The treatment they received varied, as it was not uncommon in the early days for entire staffs to change after elections. Some administrations taught the girls to play musical instruments and barred corporal punishment, while others relied on draconian forms of discipline.
The most infamous superintendent was Lula Coyner, whose cruelty caused the girls to march to the sheriff’s office and demand an investigation.
In 1935 and 1936, Ms. Coyner undertook a campaign of forced sterilization after becoming enamored of an international movement known as eugenics, a philosophy also popular among the Nazis that sought to prevent those deemed mentally disabled or otherwise genetically inferior from having children.
During her tenure, 62 girls were transported to the Women’s Prison Hospital in Lansing to have their fallopian tubes removed.
Ms. Coyner wrote in a 1936 report that girls who “asked to be sterilized” had “serious physical or family handicaps,” such as venereal diseases, insanity, epilepsy and illegitimacy. She later defended her action, writing that it was “the finest service to society the Girls’ Industrial School has ever contributed.”
By the time Mrs. Roles arrived, Beloit had become a training ground for workers from the Topeka-based Menninger Clinic, which became known internationally for humanizing treatment of the mentally ill.
The therapy provided a means for the girls to talk openly about the abuse many of them experienced. There was usually at least one young killer at Beloit, generally sent there for murdering an abuser. But runaways like Mrs. Roles were much more common.
Mrs. Roles met often with staff to discuss her situation. She recalls softball games with the staff and cooking meals with her housemates. The school had a cosmetology program, and Mrs. Roles chose to receive training as a nurse’s aide. Well-behaved girls were permitted to have jobs in town. Later, girls briefly participated in mixers with boys from a Topeka facility, a practice that ended when one girl became pregnant.
The environment began to change because of a federal law passed in the mid-1970s that sought to end the incarceration of status offenders — those whose offenses wouldn’t be a crime if committed by an adult. The practice wasn’t fully eliminated in Kansas until 1983. Over the past decade, more low-level offenders were placed in less-expensive and, research suggests, more appropriate community-based programs.
The Beloit facility averaged just 21 girls in the just-ended 2009 fiscal year, down from 103 in 1999. Because of the low numbers, the state was spending an average of $200,000 a year on each girl. In the midst of a deep recession that has caused massive budget cuts in Kansas, the expenses for Beloit became just too high. After more than 120 years, it closed in August.
“We don’t raise orphans and we don’t raise wayward youth and incorrigible youth at state institutions anymore,” said Mr.

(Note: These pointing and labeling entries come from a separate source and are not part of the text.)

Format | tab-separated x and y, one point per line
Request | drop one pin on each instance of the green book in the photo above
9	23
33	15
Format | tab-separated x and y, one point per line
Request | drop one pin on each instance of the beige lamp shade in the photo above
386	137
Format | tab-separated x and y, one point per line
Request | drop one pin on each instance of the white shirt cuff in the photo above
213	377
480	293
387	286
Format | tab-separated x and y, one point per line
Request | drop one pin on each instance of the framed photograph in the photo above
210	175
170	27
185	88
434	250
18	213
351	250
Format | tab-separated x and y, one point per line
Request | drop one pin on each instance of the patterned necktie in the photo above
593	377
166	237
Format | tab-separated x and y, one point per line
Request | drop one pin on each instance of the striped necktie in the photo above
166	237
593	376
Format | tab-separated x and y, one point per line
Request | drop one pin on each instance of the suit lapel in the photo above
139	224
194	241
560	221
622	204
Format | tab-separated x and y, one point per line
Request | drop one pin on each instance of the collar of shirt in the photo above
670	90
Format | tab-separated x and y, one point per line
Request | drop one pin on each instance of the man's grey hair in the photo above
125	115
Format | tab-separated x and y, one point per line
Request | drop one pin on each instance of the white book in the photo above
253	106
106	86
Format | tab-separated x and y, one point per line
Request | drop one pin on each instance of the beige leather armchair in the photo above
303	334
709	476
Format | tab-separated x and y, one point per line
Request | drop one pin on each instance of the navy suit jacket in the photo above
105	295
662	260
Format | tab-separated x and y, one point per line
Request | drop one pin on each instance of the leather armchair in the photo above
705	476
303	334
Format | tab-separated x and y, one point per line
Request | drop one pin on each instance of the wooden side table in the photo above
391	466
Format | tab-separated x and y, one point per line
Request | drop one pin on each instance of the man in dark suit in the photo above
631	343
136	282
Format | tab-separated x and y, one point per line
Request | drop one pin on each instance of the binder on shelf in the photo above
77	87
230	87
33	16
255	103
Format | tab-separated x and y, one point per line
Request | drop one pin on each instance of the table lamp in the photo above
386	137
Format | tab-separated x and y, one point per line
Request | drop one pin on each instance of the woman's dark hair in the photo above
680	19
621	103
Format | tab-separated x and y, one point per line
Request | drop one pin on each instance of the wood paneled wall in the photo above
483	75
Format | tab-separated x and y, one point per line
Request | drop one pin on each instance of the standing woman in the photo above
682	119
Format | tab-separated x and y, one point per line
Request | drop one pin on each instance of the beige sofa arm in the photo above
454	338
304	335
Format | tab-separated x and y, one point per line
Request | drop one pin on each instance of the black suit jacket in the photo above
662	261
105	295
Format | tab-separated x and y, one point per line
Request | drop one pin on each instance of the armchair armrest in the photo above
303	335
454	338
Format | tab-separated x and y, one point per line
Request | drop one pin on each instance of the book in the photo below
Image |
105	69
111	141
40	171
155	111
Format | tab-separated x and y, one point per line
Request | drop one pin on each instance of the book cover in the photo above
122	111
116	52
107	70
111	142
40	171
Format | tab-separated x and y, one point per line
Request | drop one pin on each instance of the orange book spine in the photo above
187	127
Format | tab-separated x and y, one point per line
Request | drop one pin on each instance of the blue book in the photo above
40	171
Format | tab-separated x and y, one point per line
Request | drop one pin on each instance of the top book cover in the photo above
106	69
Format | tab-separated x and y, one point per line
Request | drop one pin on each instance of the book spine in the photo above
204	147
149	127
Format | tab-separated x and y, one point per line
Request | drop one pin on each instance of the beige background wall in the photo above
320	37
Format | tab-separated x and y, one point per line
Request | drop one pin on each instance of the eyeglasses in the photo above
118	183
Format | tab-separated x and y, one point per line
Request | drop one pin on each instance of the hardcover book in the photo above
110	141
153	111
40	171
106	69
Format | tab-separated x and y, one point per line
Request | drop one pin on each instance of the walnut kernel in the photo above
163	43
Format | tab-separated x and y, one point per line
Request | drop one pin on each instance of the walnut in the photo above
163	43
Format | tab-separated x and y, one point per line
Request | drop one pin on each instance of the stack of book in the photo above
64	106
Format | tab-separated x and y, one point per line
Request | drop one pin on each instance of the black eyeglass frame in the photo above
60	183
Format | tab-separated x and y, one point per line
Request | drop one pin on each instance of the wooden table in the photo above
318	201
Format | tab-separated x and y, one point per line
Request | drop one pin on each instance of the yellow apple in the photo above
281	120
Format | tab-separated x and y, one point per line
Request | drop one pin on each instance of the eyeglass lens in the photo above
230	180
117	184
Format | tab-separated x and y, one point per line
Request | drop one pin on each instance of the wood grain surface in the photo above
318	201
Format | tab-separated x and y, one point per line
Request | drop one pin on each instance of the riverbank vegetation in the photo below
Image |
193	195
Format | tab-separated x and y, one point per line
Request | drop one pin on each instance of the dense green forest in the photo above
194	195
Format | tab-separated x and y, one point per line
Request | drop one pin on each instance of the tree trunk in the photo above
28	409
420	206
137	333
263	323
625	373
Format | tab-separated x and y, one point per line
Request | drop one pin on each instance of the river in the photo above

Jennings, the juvenile justice commissioner. “We reserve those institutions only for the most serious offenders to ensure public safety. It really reflects a system that is maturing, and it’s becoming more aligned with current research on how we can be most effective with adolescent behaviors.”
Mrs. Roles, who married, had three children and worked as a mental health aide, stayed in touch with one of her housemothers and with former Superintendent Dennis Shumate. “They were great role models,” she said. “They were like family.”